More noise than illumination, you might suppose. Perhaps, but only if you ignore all the noise that the media’s long-standing pundit-centric product has churned out for decades.

Watch for it: Just as fact-checking operations have gone viral across journalism in recent years, modeling and forecasting franchises are poised for multiplication. These days, the New York Times, Real Clear Politics and the Huffington Post run highly trafficked poll-aggregation machines offering a look at toss-up states, who’s got the lead and a lot of other stuff you didn’t realize you were curious about. Other organizations that matter in political coverage — from the major networks, including NBC, to cable outlets to newspapers and universities — sponsor their own polling, offer their own number-crunching services on polls or both.

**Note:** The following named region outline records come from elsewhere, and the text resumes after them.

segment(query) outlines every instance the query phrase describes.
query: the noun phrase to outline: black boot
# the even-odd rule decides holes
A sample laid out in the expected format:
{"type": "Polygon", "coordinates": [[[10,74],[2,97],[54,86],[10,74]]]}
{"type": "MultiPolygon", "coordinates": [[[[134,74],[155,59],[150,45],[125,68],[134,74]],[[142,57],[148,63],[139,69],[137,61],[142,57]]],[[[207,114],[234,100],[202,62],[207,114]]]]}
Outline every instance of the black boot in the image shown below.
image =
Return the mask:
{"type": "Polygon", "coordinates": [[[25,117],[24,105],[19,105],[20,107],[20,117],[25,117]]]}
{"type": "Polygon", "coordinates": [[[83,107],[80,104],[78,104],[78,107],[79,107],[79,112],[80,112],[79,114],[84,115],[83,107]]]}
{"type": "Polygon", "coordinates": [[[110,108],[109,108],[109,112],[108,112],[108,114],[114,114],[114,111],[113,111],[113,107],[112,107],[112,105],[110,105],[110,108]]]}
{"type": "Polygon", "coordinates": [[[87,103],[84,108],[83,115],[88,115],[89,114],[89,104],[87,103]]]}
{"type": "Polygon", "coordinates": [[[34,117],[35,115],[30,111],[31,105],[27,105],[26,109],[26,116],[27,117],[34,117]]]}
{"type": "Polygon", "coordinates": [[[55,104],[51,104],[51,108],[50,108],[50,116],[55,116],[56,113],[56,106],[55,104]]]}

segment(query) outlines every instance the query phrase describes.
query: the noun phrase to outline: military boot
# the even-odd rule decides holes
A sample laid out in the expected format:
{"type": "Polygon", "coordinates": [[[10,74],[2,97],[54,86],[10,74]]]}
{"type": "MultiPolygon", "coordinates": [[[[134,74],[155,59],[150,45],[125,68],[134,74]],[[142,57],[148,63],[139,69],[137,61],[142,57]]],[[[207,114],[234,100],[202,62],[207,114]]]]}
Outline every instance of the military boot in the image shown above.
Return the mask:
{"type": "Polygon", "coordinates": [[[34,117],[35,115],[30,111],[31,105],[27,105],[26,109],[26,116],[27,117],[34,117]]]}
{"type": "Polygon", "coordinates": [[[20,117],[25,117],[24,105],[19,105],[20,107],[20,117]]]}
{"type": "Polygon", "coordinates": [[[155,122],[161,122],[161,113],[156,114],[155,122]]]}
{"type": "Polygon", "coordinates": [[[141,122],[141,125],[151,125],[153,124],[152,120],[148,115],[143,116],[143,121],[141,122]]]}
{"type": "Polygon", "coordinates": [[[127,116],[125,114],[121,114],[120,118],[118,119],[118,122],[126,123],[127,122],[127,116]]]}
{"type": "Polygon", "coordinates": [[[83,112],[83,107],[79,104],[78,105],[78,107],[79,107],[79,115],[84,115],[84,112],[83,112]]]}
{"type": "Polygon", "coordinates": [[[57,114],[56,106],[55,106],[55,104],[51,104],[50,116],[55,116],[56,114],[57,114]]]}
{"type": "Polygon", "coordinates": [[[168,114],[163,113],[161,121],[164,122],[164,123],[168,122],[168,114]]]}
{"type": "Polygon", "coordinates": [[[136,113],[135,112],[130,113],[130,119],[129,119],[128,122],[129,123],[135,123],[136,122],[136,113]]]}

Bruises attach as easily to the pollsters and forecasters as they do to the fact-checkers and political reporters, all of whom sustain bias allegations and general nastiness in the course of business. The hazard of these occupations is that, at some point, you’ll have to issue information that displeases one side or the other. When you do, there are a bunch of people on Twitter ready to overreact.

Nate Silver, the brain behind the mile-deep polling analysis at the New York Times’ FiveThirtyEight blog, has made news this election cycle as both modeling guru and punching bag. Silver’s blog aggregates and analyzes massive amounts of poll data and organizes them into clean, snapshot impressions of who’s up and who’s down in the presidential race and other contests. The FiveThirtyEight model has consistently favored President Obama over Romney, creating an obvious opening for critics. MSNBC morning host Joe Scarborough, in a remark that reflects many conservatives’ reactions to Silver’s oeuvre, recently suggested that the poll aggregator was an ideologue and a joke.

The swell of Silver-centric commentary in the campaign’s home stretch leaves search engines with a bit of sorting to do. When he’s not getting slammed for putting out results that favor Obama, he’s being applauded for his quantitative rigor or his understanding of his craft. Politico, AtlanticWire, BuzzFeed, The Post and others have all weighed in.